The Winners and Losers of Armory Week 2015

Julie Baumgardner
Mar 8, 2015 12:37AM

What a week it has been for The Armory Show. Gone were typical complaints of fair-tigue, artist sellouts, and sale-less dealers. Instead, the art world came out to take an earnest and honest look at what’s for sale in the American marketplace and to size-up the latest ideas floating around the institutions. With the fairs closing today, we figured it was time to do some reflecting and come away with who and what stood out in this manic stretch known as Armory Week. 

Photo of The Armory Show 2015 by Christophe Tedjasukmana for Artsy.

Björk

Oh, earnest Björk. Ironically, Carnegie Hall did her a solid, while MoMA fell tone-deaf on the songstress, according to many critics. There’s little Iceland can do wrong—just look at Ragnar Kjartansson. Sad Klaus Biesenbach (the show’s curator).

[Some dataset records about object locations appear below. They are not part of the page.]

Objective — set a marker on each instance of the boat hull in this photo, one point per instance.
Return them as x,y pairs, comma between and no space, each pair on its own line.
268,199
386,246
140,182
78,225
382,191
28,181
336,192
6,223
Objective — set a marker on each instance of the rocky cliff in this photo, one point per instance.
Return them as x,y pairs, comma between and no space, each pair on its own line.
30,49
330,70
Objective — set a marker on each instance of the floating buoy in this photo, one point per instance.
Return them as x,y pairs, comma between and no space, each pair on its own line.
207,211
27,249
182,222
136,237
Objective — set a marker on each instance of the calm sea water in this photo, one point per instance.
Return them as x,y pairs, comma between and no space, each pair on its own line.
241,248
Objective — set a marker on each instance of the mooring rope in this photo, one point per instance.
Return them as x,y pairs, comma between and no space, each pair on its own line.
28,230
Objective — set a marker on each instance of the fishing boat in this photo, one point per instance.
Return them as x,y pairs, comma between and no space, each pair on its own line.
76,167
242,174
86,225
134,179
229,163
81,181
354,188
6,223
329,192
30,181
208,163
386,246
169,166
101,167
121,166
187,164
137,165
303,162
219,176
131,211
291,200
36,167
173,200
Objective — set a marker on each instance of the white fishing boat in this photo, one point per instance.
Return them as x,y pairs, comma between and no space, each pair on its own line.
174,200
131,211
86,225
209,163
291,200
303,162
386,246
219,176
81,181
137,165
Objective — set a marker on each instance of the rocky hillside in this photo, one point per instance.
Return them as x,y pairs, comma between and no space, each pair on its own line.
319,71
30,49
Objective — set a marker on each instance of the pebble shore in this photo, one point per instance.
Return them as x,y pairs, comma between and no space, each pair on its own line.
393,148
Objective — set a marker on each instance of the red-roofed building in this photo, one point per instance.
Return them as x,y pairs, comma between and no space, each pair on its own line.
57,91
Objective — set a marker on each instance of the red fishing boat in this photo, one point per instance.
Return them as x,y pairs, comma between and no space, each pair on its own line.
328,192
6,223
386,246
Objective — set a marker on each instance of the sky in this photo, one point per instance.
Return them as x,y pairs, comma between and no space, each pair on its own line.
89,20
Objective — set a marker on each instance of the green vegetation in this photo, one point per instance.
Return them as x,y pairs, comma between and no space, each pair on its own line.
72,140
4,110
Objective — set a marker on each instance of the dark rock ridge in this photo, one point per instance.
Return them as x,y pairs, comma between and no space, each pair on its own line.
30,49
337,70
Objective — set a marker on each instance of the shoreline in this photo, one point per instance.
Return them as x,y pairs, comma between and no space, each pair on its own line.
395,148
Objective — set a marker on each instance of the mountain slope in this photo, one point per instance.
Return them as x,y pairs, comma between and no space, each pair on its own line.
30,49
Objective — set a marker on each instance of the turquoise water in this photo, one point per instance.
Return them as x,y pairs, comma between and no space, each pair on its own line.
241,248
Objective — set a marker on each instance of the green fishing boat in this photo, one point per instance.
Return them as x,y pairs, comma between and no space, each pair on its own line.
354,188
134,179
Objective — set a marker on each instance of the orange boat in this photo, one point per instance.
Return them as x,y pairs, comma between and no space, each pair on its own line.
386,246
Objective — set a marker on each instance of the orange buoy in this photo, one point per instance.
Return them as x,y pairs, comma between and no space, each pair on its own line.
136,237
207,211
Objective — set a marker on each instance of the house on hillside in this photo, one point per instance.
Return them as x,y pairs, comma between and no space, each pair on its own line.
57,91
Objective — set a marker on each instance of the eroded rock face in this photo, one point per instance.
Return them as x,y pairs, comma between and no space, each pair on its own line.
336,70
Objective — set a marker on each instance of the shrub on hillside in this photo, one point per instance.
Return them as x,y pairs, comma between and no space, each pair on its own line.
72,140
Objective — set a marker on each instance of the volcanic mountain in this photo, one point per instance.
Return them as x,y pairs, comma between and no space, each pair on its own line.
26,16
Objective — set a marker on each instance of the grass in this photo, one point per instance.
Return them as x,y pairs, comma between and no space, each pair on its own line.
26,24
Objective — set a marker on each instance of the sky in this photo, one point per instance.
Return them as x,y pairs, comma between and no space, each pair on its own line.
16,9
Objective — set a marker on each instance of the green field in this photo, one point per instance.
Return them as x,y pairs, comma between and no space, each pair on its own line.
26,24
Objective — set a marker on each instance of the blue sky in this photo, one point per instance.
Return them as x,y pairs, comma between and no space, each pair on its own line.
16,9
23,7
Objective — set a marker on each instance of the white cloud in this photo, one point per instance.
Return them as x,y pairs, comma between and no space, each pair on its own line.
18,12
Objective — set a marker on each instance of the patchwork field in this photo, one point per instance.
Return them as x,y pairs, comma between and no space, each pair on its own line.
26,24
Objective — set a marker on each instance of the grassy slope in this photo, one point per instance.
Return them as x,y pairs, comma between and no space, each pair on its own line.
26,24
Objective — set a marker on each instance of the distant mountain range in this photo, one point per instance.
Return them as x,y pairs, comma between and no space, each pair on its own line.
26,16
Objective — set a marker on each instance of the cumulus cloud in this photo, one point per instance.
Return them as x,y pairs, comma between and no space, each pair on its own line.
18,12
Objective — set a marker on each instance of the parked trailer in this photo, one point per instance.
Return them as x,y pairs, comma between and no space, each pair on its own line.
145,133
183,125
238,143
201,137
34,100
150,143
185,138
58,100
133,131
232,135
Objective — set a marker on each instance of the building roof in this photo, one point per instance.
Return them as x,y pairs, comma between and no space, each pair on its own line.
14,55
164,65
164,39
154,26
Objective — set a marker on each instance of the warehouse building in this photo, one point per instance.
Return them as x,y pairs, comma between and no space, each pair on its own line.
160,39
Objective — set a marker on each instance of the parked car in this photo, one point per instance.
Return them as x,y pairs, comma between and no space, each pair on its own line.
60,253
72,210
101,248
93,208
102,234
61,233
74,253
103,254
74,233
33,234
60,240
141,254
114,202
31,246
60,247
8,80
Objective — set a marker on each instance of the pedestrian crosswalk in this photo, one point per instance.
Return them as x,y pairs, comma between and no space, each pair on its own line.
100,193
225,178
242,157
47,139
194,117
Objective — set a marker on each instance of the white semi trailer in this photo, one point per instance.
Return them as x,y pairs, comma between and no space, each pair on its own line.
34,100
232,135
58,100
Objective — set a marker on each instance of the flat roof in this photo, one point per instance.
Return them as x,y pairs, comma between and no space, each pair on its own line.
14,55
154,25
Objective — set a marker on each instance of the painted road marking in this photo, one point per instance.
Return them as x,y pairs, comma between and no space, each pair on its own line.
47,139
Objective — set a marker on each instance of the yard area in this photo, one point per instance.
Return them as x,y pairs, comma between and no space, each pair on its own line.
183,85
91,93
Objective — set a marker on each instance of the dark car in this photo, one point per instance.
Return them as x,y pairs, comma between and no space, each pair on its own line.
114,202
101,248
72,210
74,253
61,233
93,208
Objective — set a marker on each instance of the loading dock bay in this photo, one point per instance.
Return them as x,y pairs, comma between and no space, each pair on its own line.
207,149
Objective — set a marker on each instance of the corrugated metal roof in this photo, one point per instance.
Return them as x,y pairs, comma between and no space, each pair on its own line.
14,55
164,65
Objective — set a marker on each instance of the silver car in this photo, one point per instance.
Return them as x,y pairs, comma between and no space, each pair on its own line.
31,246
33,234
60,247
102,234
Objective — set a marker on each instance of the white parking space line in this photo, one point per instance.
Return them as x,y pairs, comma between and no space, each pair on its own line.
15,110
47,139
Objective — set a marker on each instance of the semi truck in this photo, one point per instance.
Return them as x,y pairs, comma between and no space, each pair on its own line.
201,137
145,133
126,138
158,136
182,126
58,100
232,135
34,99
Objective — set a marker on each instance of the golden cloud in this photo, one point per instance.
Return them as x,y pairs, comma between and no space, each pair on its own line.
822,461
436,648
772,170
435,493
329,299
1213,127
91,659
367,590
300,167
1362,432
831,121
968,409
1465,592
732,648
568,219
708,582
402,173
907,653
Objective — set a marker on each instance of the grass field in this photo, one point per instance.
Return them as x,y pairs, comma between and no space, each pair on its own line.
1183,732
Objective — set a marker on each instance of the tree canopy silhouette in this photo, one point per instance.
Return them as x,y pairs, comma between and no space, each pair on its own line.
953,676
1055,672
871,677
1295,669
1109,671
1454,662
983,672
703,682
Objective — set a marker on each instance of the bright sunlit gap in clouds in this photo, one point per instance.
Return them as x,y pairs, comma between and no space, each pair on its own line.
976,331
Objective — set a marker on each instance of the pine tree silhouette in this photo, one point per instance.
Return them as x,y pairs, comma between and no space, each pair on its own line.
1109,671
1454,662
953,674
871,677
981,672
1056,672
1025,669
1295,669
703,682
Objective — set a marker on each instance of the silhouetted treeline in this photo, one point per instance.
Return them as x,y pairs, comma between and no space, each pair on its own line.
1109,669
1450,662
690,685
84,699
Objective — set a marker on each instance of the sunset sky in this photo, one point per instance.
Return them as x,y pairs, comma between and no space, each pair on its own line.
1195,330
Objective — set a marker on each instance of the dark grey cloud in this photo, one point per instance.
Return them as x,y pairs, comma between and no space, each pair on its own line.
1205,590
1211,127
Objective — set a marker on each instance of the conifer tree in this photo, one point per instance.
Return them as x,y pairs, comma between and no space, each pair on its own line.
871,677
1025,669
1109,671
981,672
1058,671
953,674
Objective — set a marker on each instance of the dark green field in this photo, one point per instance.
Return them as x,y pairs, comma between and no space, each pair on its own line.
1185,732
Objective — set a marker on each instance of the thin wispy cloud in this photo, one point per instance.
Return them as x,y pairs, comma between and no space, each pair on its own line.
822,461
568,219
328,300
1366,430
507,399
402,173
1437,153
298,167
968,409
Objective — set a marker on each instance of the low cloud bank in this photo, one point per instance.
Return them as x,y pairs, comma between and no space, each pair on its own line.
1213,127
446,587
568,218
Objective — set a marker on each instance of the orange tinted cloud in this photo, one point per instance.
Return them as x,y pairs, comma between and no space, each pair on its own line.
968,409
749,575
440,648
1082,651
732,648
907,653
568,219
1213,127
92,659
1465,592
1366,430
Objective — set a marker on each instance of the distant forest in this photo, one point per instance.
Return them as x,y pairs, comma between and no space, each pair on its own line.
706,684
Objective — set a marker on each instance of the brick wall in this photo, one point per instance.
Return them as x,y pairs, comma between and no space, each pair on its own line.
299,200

For the last few days he has only been Instagramming a window vista from his apartment, an immediate break from a nearly two-week stream of Biophilia fanatica. Alas, not even the flurry of filtered Instagrams can make the critics and general word-about-town seem rosy. MoMA nonetheless hit several high notes this week. The top two: The Armory Show kick-off benefit and a new collaboration with Paul McCarthy with nudie skateboards. And now Björk is dealing with rumors swirling about her ex Matthew Barney dating “someone interesting, but I can’t say,” quoted by the Observer, from a source associated with Matthew Barney’s gallery. 


Group Zero

The Group Zero craze shows no sign of stopping. In tandem with Gutai and Arte Povera it’s a truly significant art movement. But, it has also been hogging all the attention of late. There’s hardly an expiration date on Armory Show exhibitors Axel Vervoordt Gallery, Beck & Eggeling, and Moeller Fine Art’s ability to continue the movement’s rise. It would, however, be a welcome change to explore some other interesting movements or artists shaping the modern era, like the many Marsden Hartley paintings found at Driscoll Babcock Galleries or the haunting works by Bob Thompson found at David Klein Gallery and Hollis Taggart Galleries.


Hank Willis Thomas

Artist Hank Willis Thomas’s collaboration with Artsy became an instant (and Insta-) smash with fairgoers—and we’re not saying that because we have to. Our friends over at Artinfo named Thomas’s #ArtsyTakeover booth “easily the single most ’grammed Armory shot.” It’s an honor we imagine the artist values greatly, as he expressed on an Armory Show panel, sitting beside stripe-enthusiast Daniel Buren: “Everything I went to school for in photography is now irrelevant—it’s gone—and that is why Instagram means so much to me.” In addition to Instagram feeds, his anti-corporate slogan of “Art imitates life. Life imitates ads. Ads imitate art” appeared on the army of tote bags deployed across the fairs—and that trickled to downtown and uptown parties.


Glenn Kaino

The week’s second-most-liked artist—Glenn Kaino—was brought to town not by Kavi Gupta (who was busy feteing Mickalene Thomas), but by Honor Fraser. A Shout Within a Storm (2014), a.k.a. Cupid’s revenge, featuring over 100 copper-plated steel arrows, was simply a…bullseye. Kaino shot into stardom only in the last year, with an excellent showing at the Prospect.3 biennial in New Orleans and a solo exhibition at Studio Museum. His is certainly a name we’ll be hearing about for while.


Okwui Enwezor

And amidst the Armory-focused frenzy, the Venice Biennale that opens May 9th announced its list of artists for the Okwui Enwezor-curated installment entitled “All the World’s Futures.” It’s the most inclusive Biennale yet, with 89 national pavilions represented from places as far-flung as Mongolia, the Republic of Mozambique, and the Republic of Seychelles. Enwezor’s exhibition explores “the age of anxiety,” and has included a crop of mid-career contemporary artists who surely are as neurotic as they come: Isa Genzken is included, along with Walead Beshty, Philippe Parreno, Glenn Ligon and Allora & Calzadilla, to name just a few. All have been tasked to provide works that explore the critical questions of the demise of the avant-garde and reflect on the skewed capitalistic world we live in. It’s a fitting announcement for a week of market-focused mayhem.